Fenton was formed from the two earlier townships of Fenton Culvert (Great Fenton) and Fenton Vivian (Little Fenton). The two areas are now separated by the A5007; Great Fenton is the area where the Town Hall, Library and Church stand around the war memorial in Albert Square and where the market it held every Thursday on the car park in front of the Co-op store. Little Fenton is clustered around Victoria Road, a road which winds its way up into the city centre. Off here is Fenton Park and Fenton cemetery, the sports centre and 6th form college some smaller shops and terraced houses and then the usual shops like Aldi, Dunelm, Halfords, Currys, McDonalds, Wicks and etc. Further up towards the centre is the Emma Bridgwater factory, shop and ceramic cafe.
So let's look at some of the older buildings in the smallest of the six towns.
Above and below is the church of Christchurch rebuilt in 1898 on the site of the former church which was built 1838/9.
The building below, formerly Lloyds bank, is now an art gallery.
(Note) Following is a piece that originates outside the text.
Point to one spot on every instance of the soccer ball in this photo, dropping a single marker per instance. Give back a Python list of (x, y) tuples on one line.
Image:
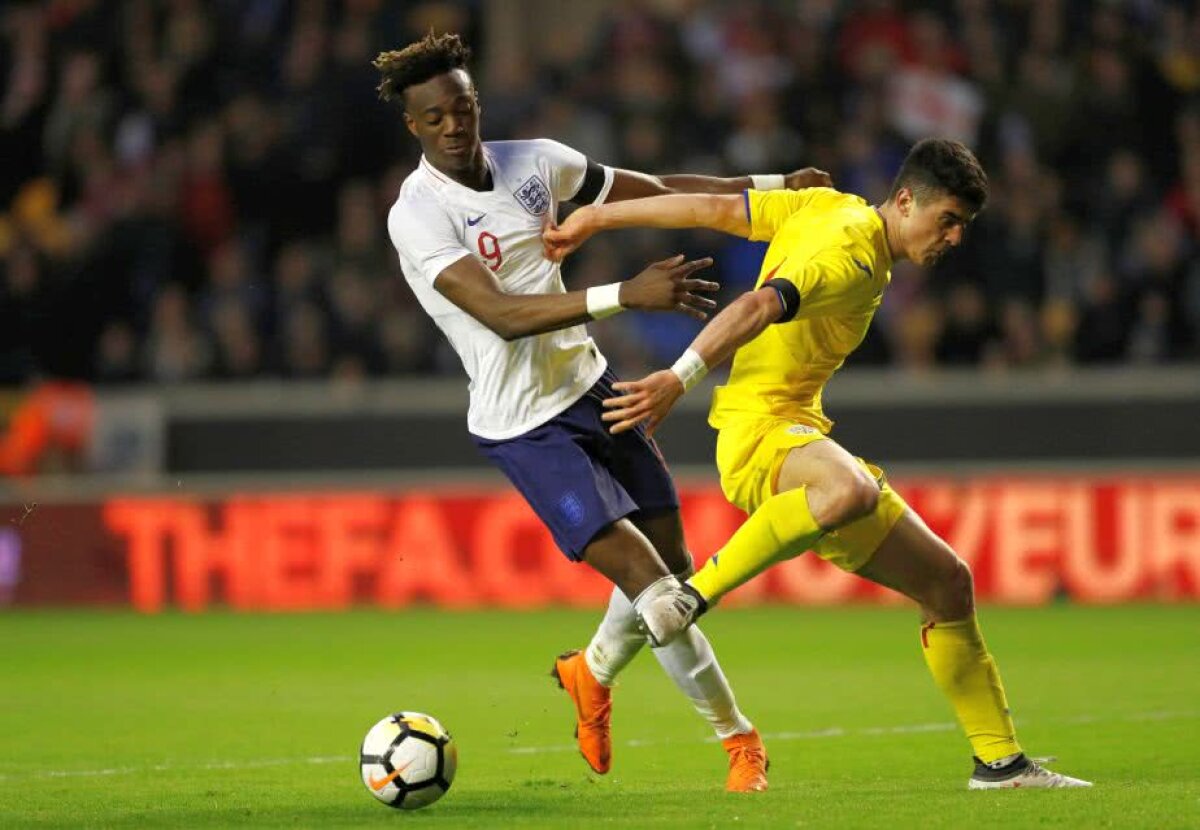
[(408, 761)]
At the moment it has an exhibition called Urban Landscapes by local artist Sid Kirkham.
Below is the former town hall, now the magistrates court, which was built in 1889. Here is the comment on the building from Pevsner's 'Buildings of England'
"Town Hall, 1888-9 by R. Scrivener & Son of Hanley. Brick, symmetrical, Gothic - but with a number of little originalities which help to relieve the portliness of the building." The Library, below, was built in 1906 with the help of money from the Carnegie Trust. Most of the buildings around the square were built by or with the help of local business man William Meath Baker.
Who also had the houses below built on the corner of Victoria Square.
Behind which stands the old fire station.
Some more lovely buildings close to Albert Square.
There is so much more to Fenton and lots more interesting buildings but I think we will end the walk here.